Actually, I've nothing particular against barbarians and philistines. I'm sure I've some barbarous and philistine characteristics of my own. I just want to draw attention to the fact that – in Britain anyway – striving for personal improvement doesn't seem to have been installed along with inside plumbing, as was hopefully expected. Indeed, with hindsight, the benefits claimed for compulsory schooling have proven as illusory as the banishing of 'want, disease, ignorance, squalor and idleness' through broad implementation of the 1942 Beveridge report on welfare.
It says something about our capacity for blind tenacity that despite education's obvious failure, every government still holds it up as a panacea. There's no ill, apparently, out of which we cannot be educated: education for jobs; education for health; education for relationships; education against teenage pregnancy; education against intolerance; education against discrimination. Those in power cling to the tatters of the educational dream because there's little else to cling to. Yet education's results – joblessness, obesity, hopelessness, greed, drug addiction, child neglect, intolerance, celebrity culture, mindless consumerism – serve only to increase our disillusion.
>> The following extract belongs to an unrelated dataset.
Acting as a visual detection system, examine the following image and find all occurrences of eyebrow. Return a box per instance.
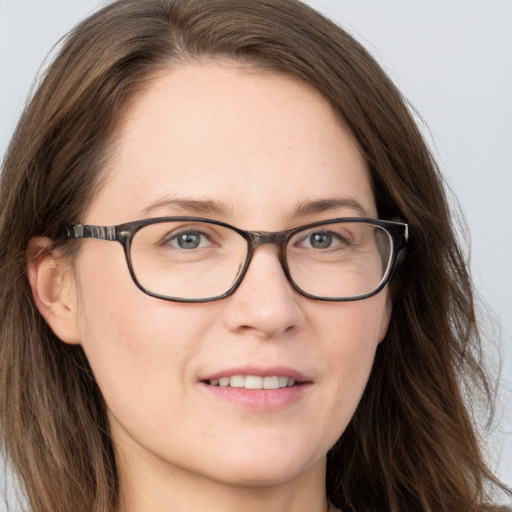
[294,197,369,217]
[142,197,368,217]
[142,197,231,216]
Gosh! How bleak! And it's not all bleak. On balance, I'd rather have unsatisfactory social reforms and a bit of disillusion than no social reforms and Dickens's blacking factory. But we need a new narrative. Perhaps the transformation of education will be part of this narrative, with new Aristotles managing to sell self-improvement through learning as something joyful and desirable. Through his 'dream school', perhaps Jamie Oliver will reflect the idea of virtue and goodness as fine educational aspirations, not junk to be mocked. If he can stop the condemnation as 'elitist' (now a pejorative word) of those who prefer 'Don Giovanni' to 'Celebrity Come Dancing' he would deserve a knighthood. If he felt able to condemn the weary denigration of Eton, surely a school of which Britain should be extremely proud, he would be the true heir of New Lanark.
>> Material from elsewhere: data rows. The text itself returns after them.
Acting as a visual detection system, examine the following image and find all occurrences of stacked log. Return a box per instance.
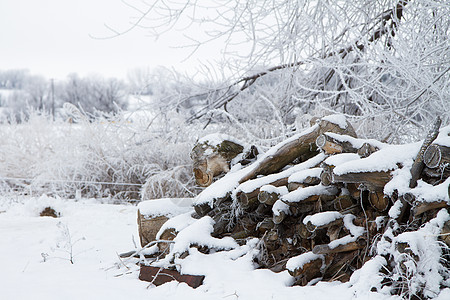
[138,115,450,285]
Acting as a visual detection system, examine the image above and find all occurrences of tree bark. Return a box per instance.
[409,117,441,188]
[239,120,356,183]
[333,172,392,192]
[423,144,450,169]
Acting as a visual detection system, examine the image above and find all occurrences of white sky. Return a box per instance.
[0,0,220,78]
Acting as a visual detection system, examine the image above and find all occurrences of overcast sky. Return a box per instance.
[0,0,218,78]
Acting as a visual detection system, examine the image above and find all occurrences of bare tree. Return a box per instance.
[112,0,450,140]
[59,74,127,114]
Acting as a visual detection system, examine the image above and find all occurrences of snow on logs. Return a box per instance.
[138,116,450,292]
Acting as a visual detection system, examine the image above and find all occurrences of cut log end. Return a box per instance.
[194,168,213,187]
Our generation may be shaped by disillusion, but the next generation will be shaped by something different again, perhaps by an uncomfortable twinning of anger and gratification. I was struck last weekend at the juxtaposition of the young protesters furious about the world we've bequeathed them and the queues, also predominantly youthful, snaking round the Apple shop waiting for up to 11 hours to grab the iPad 2. The new iPad will be here for months, at least until usurped by the iPad 3. However, there's a new kind of virtue in getting a new gadget first, even whilst marching in outrage at the consumerism and globalisation that produced it.
Amongst those contradictory young people, I hope there is an enterprising journalist who, as Kenneth Roy suggests, might with 'energy and curiosity' interview 23 prominent Scots born after the second world war to see if my thesis on disillusion holds good. I'd do it myself, only disillusion is quite tiring and 23 doses of it might prove terminal.